Argentina is about to give final approval to the toughest data protection law in Latin America, but local direct marketers hope to soften some of its most damaging provisions during the six months it will take to write regulations for administering the bill.

President Fernando de la Rua was slated to sign the bill on his return from Madrid, but it can become law without his signature. He may also use a line-item veto.

But the Argentina DMA, which has led a months-long, vigorous lobbying campaign to make the bill livable for the industry, doubts that any last-minute rescue operation is feasible.

Instead, it is pinning its hopes on the process of writing regulations, which the law stipulates must take six months. A special executive branch group is being designated to supervise implementation of the law, which is patterned after the Italian and Spanish model of the EU's data protection directive.

The Argentine law's two most damaging provisions for American direct marketers are opt-in for all DM activities and a ban on data transfer to countries without adequate protection of private data.

“There is a phrase in the law that says you must notify every person on a list and get his agreement before you can rent or sell it,” said Mary Teahan, an American who is president of the Argentine DMA.

“Imagine having to notify everybody every time. It would create excess costs so large that they would effectively prohibit most direct marketing activities,” she said.

But she said the regulatory process is likely to modify that restriction. Instead of notifying the person, he will be told upfront that his name will be sold and that he can call to object.

If that change is achieved, it would be dramatic. The text, said Roxanne Penagos, the Reader's Digest counsel for Latin America based in Mexico City, is “express consent and it has to be expressed in writing or in an equivalent — fax or e-mail — but it does not say anything about phones.

“If you can't give consent on the phone,” she said, “the situation would become impossible and make business completely unfeasible.”

The law, Teahan and Penagos agreed, is ambiguous as written and is open to conflicting interpretations.
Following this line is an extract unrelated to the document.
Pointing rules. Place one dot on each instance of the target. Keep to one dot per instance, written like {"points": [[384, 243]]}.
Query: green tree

Indeed, some paragraphs are contradictory — one reason why writing new definitions is so important.

Data transfer is an example. One draft of the law said data could only be sent to countries that had an “equivalent” law to Argentina's on the books, a much tougher provision than the EU's, which asks for “adequate” protection and allows company-to-company agreements.

But the final draft changed “equivalent” to adequate and seems to allow data transfer within companies.

Charles Prescott, the US DMA's international vice president, noted that Argentina, unlike Italy, recognizes no higher authority in implementing the law. The EU has already told Italy that its law is unacceptable and must be changed. Argentina has no international body to answer to.

The US Council for International Business sent a letter to the American ambassador in Argentina and to other US officials, expressing concern about the law and asking the US government to intervene.

The council's David Ferris said the Argentine law could be worse than the EU's directive, since as it is written, Argentina would have to conclude treaties with third countries to assure adequacy. The EU negotiated safe harbor provisions with the US to allow data transfer.

Ferris also noted that the law could not only hurt US interest, but also damage the Argentine economy, “which already is not doing that great.” Teahan shares his concerns.

She believes that divergent interpretations of the law come from sloppy drafting and can be fixed through the regulatory process. But she worries that US DM companies will stop investing in Argentina.

“Lawyers will read the law — as they are already doing — and tell management that's what it says, but not how the law will be interpreted, and thus scare off investors,” she said.